All-Party Support for Housing Societies’ Land Policy Revamp


PUNE: Revenue Minister Chandrashekhar Bawankule has gained all-party consensus for a significant overhaul of the stalled redevelopment policy for housing societies on government land.

The proposal will be submitted to the cabinet for final approval, following which a government resolution (GR) will be issued to implement the new framework, an official informed TOI on Friday.

Once approved, the policy is expected to benefit approximately 3,000 housing societies on government land.

Pravin Darekar, chairman of the Maharashtra Housing Cluster/Self-Redevelopment Authority, urged the state to establish a clear, time-sensitive process specifically for societies on government land. He highlighted that countless residents are trapped in unsafe buildings due to the absence of such a framework. “The Darekar committee has expedited the push for a structured redevelopment policy for aging housing societies,” remarked an official who attended the meeting earlier this week.

For decades, around 3,000 societies in Mumbai’s suburbs, including Navi Mumbai, Thane, Pune, and Nashik, struggled to redevelop old and often dilapidated structures due to restrictive lease agreements, high premiums, ownership disputes, and numerous bureaucratic hurdles. While more than 25 self-redevelopment projects on private land have progressed, not a single society situated on government land has advanced beyond the approval stage.

The revenue department’s new policy framework, unanimously backed by all parties at the meeting chaired by Bawankule, aims to resolve these long-standing issues. “These reforms will facilitate hundreds of delayed projects, providing a practical and achievable path to redevelopment for societies on government land,” stated Bawankule.

Representatives from the state housing federation indicated that this has been a long-standing demand, and cabinet clearance would enable most societies on government land to pursue redevelopment. Advocate Shreeprasad Parab noted that several prior appeals had been made regarding this issue. “The cabinet should expedite the proposal’s approval,” he urged.

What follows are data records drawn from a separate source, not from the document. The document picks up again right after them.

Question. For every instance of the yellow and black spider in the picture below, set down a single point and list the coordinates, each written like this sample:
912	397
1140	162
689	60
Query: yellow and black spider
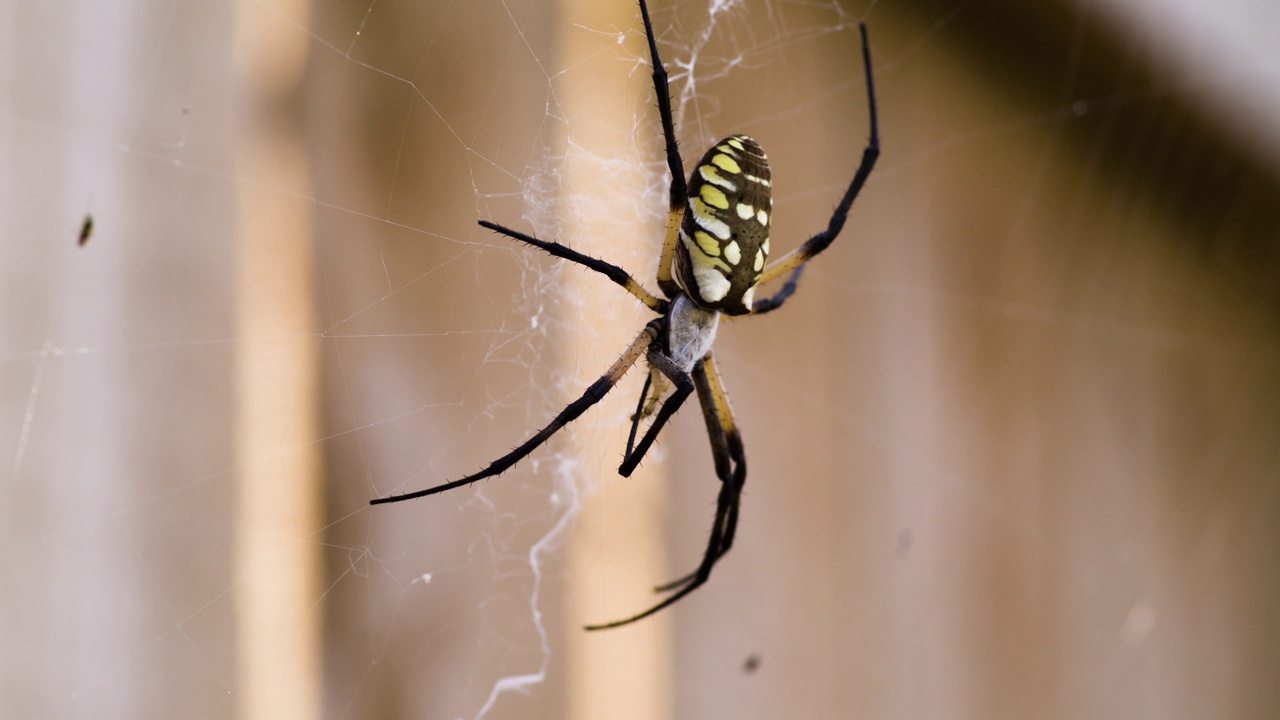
712	260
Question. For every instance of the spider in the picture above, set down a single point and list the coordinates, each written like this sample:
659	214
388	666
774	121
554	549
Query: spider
713	259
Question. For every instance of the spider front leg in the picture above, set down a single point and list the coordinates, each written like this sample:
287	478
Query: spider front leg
684	387
594	393
730	460
607	269
731	469
794	261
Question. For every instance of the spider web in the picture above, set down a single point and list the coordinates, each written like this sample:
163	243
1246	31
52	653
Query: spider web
868	404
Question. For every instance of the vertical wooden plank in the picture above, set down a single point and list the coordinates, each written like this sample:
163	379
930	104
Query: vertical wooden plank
617	551
278	465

Among the proposed significant changes is the elimination of the PMAY-linked requirement that societies surrender flats to qualify for the reduced 5% fee necessary for converting land tenure from Class II (restricted rights) to Class I (ownership-like rights). Officials pointed out that this condition rendered redevelopment financially unviable for the majority of societies.

The state is expected to extend the December 2025 deadline for converting Class II to Class I, a long-standing demand, as many proposals remain mired in paperwork.

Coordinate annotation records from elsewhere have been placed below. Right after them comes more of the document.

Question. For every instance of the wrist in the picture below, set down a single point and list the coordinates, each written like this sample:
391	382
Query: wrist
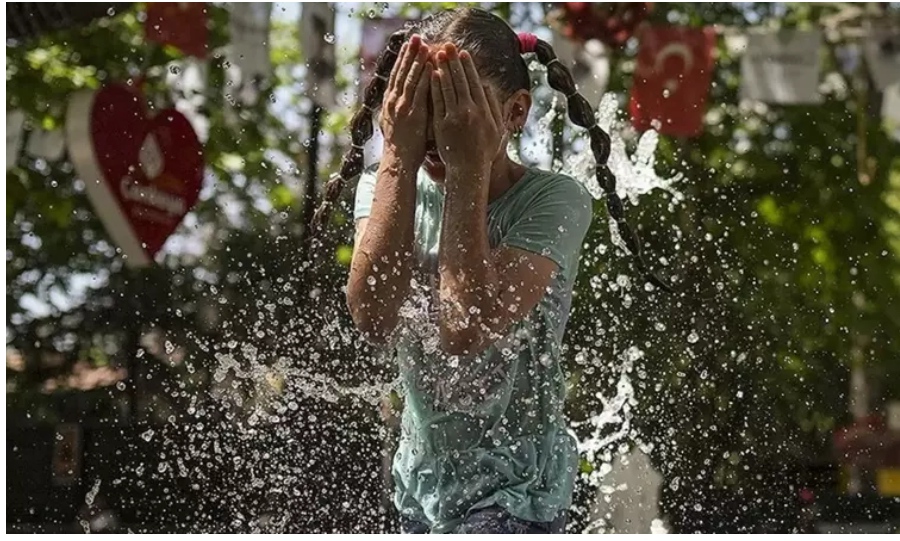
403	160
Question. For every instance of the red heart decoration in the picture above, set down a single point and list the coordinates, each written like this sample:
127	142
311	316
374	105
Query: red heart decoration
143	174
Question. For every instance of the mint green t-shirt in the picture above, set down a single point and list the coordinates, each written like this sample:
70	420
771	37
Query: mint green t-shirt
489	429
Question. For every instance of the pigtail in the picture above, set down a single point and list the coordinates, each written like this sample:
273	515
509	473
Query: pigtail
361	130
582	114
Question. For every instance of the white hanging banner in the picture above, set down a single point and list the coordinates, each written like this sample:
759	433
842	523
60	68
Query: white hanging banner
187	79
890	111
782	67
15	123
588	64
317	39
882	51
249	49
48	145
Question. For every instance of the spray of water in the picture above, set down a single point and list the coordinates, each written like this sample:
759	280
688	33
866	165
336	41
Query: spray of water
255	389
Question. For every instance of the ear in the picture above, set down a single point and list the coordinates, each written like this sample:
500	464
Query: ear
515	110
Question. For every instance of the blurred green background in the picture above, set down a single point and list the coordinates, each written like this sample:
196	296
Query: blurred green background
786	243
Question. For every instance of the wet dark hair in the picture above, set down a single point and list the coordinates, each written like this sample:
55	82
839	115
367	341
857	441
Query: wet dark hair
497	52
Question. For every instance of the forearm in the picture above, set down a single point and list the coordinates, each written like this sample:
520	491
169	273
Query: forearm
469	280
383	258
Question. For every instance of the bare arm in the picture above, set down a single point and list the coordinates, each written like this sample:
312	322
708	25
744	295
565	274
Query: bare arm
382	262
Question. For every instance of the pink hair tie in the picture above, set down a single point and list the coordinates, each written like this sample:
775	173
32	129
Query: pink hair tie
527	42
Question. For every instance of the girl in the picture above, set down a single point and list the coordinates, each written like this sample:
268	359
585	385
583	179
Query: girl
464	264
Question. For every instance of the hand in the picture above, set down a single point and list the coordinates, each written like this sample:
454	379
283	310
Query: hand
468	119
404	111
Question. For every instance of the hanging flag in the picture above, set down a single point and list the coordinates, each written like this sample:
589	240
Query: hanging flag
782	67
588	63
671	82
180	24
142	172
890	110
374	40
45	144
317	38
882	51
15	124
249	25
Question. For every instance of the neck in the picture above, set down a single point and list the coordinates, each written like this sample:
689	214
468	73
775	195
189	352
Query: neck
504	173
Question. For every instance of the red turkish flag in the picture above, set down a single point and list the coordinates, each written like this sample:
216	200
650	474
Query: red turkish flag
180	24
671	82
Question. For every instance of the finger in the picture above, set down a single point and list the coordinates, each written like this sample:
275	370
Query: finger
458	75
475	87
415	72
437	95
398	66
422	92
404	63
445	81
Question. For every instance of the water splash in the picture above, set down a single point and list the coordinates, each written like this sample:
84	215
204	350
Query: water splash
250	380
635	173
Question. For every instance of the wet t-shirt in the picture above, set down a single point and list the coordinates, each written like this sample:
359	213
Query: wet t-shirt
488	429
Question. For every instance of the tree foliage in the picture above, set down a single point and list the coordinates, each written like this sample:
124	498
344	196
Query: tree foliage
785	249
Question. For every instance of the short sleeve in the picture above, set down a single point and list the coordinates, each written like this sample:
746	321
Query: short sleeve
554	223
365	193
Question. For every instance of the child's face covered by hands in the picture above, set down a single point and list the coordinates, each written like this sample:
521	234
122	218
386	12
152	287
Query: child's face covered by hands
434	163
467	116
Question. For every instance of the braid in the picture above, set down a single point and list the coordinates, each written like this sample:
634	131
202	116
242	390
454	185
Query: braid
582	114
361	130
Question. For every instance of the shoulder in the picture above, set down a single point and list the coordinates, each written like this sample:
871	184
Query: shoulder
548	187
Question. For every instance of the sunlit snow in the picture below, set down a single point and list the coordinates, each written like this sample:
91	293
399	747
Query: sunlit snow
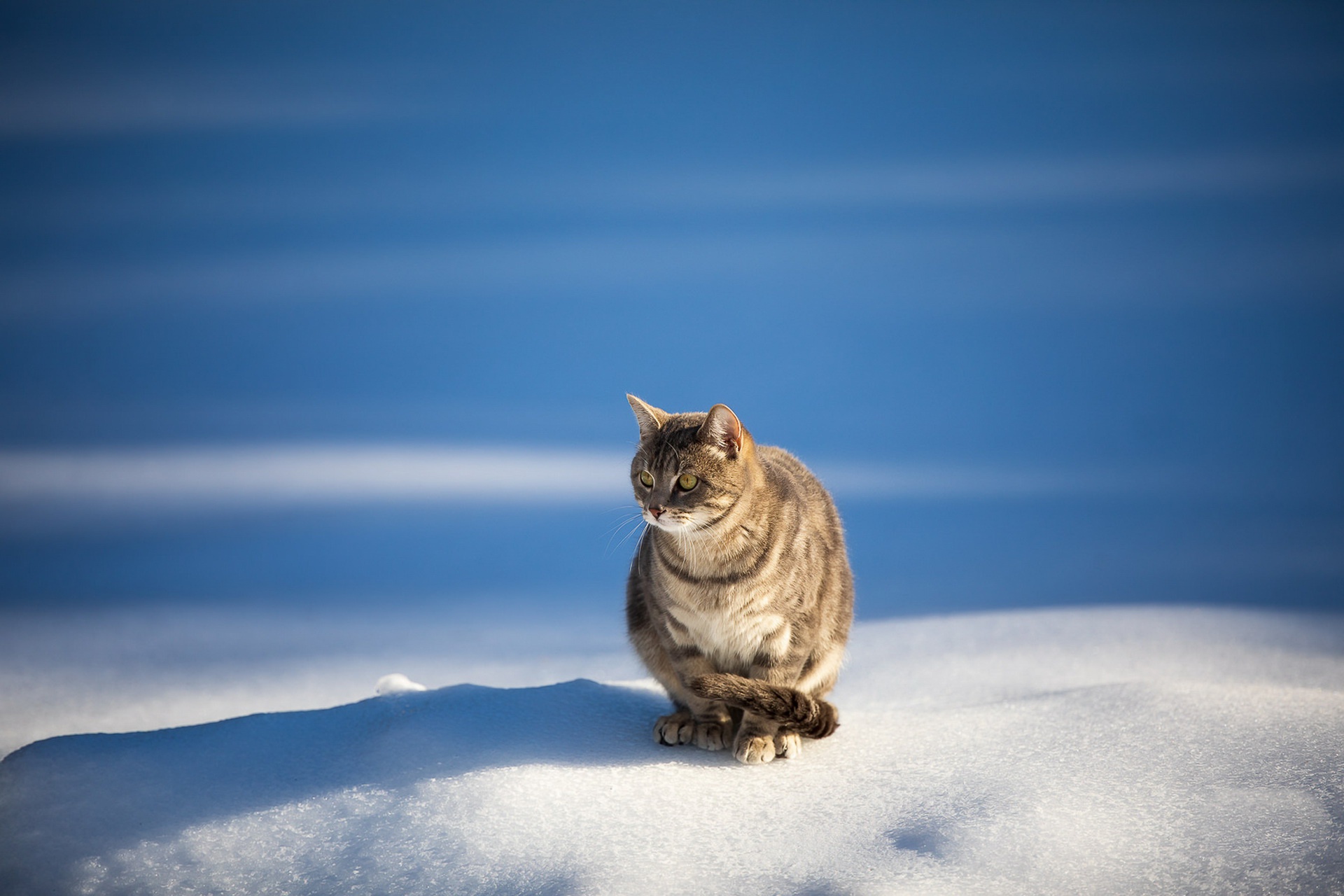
1104	750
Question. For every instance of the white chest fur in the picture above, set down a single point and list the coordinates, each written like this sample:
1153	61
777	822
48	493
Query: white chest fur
734	629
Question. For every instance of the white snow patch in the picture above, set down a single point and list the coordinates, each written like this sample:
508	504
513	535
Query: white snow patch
1101	751
397	682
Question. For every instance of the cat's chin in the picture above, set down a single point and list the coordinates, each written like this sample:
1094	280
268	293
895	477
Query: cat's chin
679	527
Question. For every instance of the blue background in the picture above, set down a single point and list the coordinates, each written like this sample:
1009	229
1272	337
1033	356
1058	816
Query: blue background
1096	239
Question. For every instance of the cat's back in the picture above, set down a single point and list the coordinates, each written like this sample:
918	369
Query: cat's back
797	486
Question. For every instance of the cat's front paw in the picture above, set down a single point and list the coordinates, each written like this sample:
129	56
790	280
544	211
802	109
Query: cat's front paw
685	729
713	734
678	729
755	750
788	746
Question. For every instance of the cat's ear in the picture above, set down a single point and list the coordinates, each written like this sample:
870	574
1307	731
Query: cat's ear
650	418
723	430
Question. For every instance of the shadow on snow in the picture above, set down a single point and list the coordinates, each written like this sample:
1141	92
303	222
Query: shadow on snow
71	797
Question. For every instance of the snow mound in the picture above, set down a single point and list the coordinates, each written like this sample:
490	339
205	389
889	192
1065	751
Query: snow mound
1102	751
397	682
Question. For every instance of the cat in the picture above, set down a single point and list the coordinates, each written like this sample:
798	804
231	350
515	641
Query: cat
739	597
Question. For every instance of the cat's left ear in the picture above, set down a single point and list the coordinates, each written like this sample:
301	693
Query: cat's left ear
650	418
723	430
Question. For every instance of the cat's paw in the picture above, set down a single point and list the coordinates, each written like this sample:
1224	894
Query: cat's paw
788	746
755	750
678	729
711	734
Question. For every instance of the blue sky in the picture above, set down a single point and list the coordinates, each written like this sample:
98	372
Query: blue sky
1079	264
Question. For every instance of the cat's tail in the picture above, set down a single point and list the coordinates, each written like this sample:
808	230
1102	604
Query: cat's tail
793	710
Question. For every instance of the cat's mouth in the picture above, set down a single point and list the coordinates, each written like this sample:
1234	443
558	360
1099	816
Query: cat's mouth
668	523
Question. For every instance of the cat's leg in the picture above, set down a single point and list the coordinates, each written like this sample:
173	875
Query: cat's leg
711	724
695	720
758	739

District collectors will be required to address ownership disputes, lease violations, and tenancy challenges within a defined timeframe—obstacles that have historically stalled redevelopment for years. They will likely prioritize lease renewals and the regularization of past breaches for societies choosing self-redevelopment. The draft policy will be distributed to MLAs and MPs in the next 8–10 days before being presented to the cabinet for approval.